Harvey DeneroffA Word on Music and Animation
Manny Davis, the former Terrytoons director, told me that the introduction of color to cartoons in the 1930s seemed very natural to him, something that wasn't necessarily the case with live-action films. The same might also be said about sound and animated films. With few exceptions, early sound films paled in comparison to the silent movies that went before them and whose glory days these talkies seemed to so cruelly eclipse.

Animated movies, however, were not hampered by the cumbersome restrictions the new technology imposed on their live-action brethren. (Limitations that were delightfully spoofed in the Stanley Donen-Gene Kelly musical, Singin' in the Rain.) Instead of being hampered by soundtracks, animated cartoons were suddenly liberated, kicking off a period of experimentation and innovation the likes of which had never been seen before.

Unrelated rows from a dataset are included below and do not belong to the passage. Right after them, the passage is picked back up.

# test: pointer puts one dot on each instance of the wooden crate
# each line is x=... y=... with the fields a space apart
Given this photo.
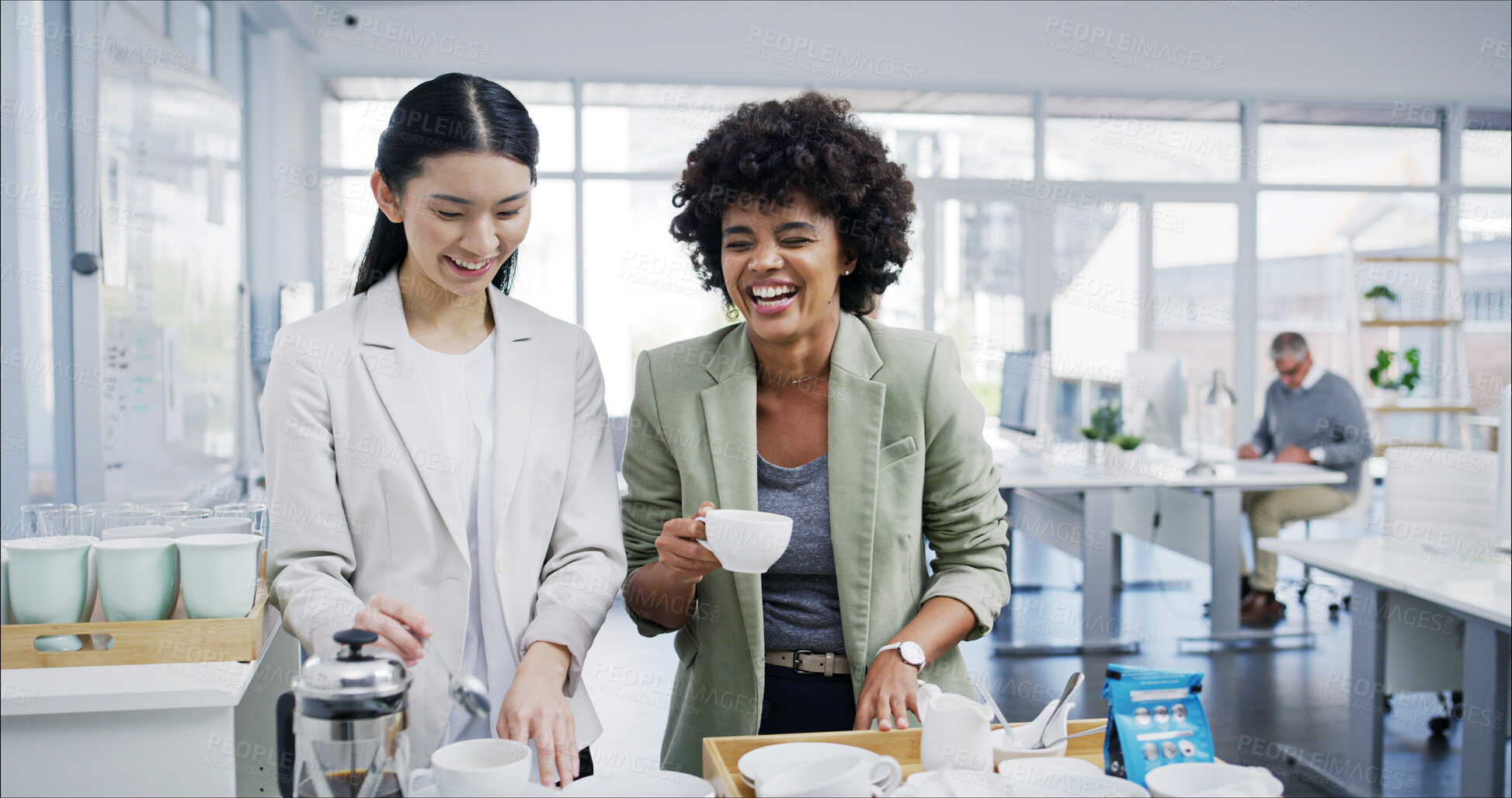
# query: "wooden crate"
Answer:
x=142 y=643
x=721 y=754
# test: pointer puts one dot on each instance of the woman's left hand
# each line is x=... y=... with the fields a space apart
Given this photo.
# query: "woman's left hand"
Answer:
x=888 y=694
x=536 y=709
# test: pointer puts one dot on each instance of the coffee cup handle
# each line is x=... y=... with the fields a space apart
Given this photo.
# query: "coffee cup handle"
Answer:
x=892 y=769
x=415 y=775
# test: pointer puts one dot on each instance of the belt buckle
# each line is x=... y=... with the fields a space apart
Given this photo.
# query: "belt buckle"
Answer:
x=798 y=657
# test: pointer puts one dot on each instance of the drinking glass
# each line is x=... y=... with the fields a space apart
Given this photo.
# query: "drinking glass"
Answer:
x=176 y=518
x=30 y=517
x=253 y=511
x=137 y=517
x=65 y=521
x=164 y=506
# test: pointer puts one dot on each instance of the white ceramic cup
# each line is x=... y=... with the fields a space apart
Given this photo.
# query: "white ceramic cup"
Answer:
x=215 y=526
x=218 y=574
x=746 y=541
x=838 y=775
x=1197 y=777
x=956 y=735
x=487 y=767
x=50 y=585
x=138 y=577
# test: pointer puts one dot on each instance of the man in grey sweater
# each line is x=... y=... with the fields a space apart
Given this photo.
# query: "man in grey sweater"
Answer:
x=1312 y=416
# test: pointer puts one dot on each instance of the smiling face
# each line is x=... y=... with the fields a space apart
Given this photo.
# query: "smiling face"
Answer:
x=463 y=215
x=782 y=267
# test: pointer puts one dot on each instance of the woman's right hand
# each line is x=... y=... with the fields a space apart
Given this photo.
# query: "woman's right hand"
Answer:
x=399 y=627
x=678 y=549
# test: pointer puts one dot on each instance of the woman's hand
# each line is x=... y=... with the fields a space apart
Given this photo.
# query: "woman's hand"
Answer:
x=678 y=549
x=399 y=627
x=888 y=694
x=536 y=709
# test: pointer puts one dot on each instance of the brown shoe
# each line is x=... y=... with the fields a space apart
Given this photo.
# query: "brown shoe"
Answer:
x=1261 y=609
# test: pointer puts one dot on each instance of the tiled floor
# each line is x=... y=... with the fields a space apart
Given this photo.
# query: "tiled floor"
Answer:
x=1254 y=699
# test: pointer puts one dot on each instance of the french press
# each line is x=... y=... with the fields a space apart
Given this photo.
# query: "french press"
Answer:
x=349 y=723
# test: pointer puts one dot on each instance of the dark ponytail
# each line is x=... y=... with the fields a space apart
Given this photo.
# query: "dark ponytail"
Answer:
x=453 y=113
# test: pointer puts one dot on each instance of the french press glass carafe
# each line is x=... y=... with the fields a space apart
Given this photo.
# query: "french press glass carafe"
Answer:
x=349 y=723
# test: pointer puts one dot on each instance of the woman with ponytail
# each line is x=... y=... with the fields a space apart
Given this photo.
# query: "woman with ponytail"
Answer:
x=437 y=458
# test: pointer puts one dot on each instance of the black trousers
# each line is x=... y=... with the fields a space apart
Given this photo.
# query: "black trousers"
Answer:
x=800 y=703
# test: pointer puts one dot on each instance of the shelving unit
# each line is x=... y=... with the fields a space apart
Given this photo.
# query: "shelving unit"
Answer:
x=1446 y=375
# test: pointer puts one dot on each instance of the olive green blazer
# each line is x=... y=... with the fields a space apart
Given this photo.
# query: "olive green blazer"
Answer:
x=908 y=465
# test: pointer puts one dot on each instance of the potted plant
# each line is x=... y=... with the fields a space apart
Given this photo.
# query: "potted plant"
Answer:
x=1381 y=300
x=1405 y=384
x=1107 y=423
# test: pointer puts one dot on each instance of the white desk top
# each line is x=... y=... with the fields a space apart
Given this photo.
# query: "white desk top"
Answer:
x=1459 y=582
x=130 y=688
x=1062 y=467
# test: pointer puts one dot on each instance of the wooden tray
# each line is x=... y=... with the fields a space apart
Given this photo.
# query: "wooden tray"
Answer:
x=142 y=643
x=721 y=754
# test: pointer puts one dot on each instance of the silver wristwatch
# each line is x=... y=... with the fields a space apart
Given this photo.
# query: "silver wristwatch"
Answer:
x=911 y=651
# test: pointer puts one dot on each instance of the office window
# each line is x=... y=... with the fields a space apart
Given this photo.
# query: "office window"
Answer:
x=1485 y=255
x=980 y=290
x=1307 y=246
x=1369 y=146
x=951 y=135
x=1103 y=138
x=629 y=127
x=1485 y=148
x=1195 y=250
x=1095 y=312
x=638 y=288
x=204 y=37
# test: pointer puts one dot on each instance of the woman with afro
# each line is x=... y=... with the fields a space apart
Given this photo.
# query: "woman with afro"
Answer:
x=865 y=435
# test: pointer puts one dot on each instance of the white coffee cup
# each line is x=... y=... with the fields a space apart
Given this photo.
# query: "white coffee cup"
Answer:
x=1197 y=777
x=217 y=526
x=956 y=735
x=52 y=585
x=839 y=777
x=138 y=577
x=487 y=767
x=746 y=541
x=218 y=574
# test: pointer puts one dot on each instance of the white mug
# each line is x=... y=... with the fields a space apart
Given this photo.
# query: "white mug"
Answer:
x=487 y=767
x=956 y=735
x=218 y=574
x=52 y=584
x=138 y=577
x=746 y=541
x=843 y=775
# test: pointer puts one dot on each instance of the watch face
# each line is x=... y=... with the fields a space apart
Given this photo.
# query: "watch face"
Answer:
x=912 y=653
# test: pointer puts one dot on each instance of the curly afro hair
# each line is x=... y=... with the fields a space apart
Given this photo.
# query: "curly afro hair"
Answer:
x=766 y=153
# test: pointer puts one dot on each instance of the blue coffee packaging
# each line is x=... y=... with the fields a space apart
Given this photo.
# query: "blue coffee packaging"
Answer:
x=1154 y=718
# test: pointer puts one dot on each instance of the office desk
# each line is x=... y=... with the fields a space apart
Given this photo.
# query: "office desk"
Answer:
x=1058 y=497
x=1476 y=591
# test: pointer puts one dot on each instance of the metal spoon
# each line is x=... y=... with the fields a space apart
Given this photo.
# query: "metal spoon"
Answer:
x=468 y=689
x=982 y=691
x=1104 y=727
x=1071 y=686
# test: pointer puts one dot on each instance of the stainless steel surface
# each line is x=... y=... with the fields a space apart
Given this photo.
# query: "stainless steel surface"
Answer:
x=1071 y=686
x=468 y=691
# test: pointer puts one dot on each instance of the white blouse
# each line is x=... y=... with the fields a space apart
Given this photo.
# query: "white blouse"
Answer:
x=461 y=388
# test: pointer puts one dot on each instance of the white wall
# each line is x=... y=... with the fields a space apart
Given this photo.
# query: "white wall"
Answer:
x=1295 y=49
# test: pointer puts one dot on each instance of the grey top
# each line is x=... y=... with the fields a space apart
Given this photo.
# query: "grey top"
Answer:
x=1328 y=415
x=800 y=598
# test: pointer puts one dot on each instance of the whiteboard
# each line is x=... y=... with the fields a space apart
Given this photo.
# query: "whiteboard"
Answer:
x=170 y=207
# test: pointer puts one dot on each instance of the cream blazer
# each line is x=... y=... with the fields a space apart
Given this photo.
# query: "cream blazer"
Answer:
x=363 y=496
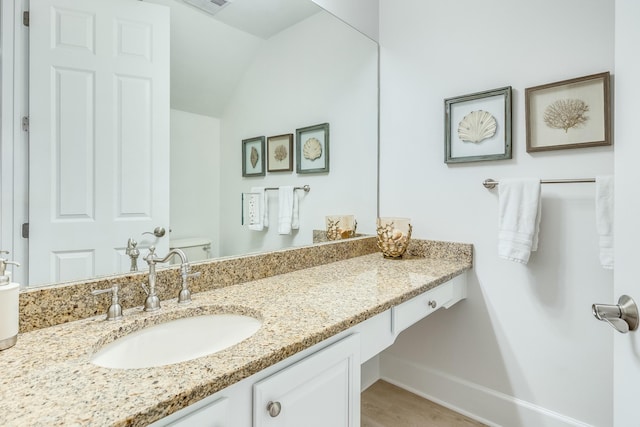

Ub Iwerks, at an awards dinner in his honor in the 1960s, spoke fondly of the magic moment when he and colleagues on Steamboat Willie first married sound with picture. Several crew members gathered behind the translucent screen (probably a sheet) to play music, while the rest of the crew watched. Then the "band" switched places with some of those out front and the scene was run once again so everyone could experience it.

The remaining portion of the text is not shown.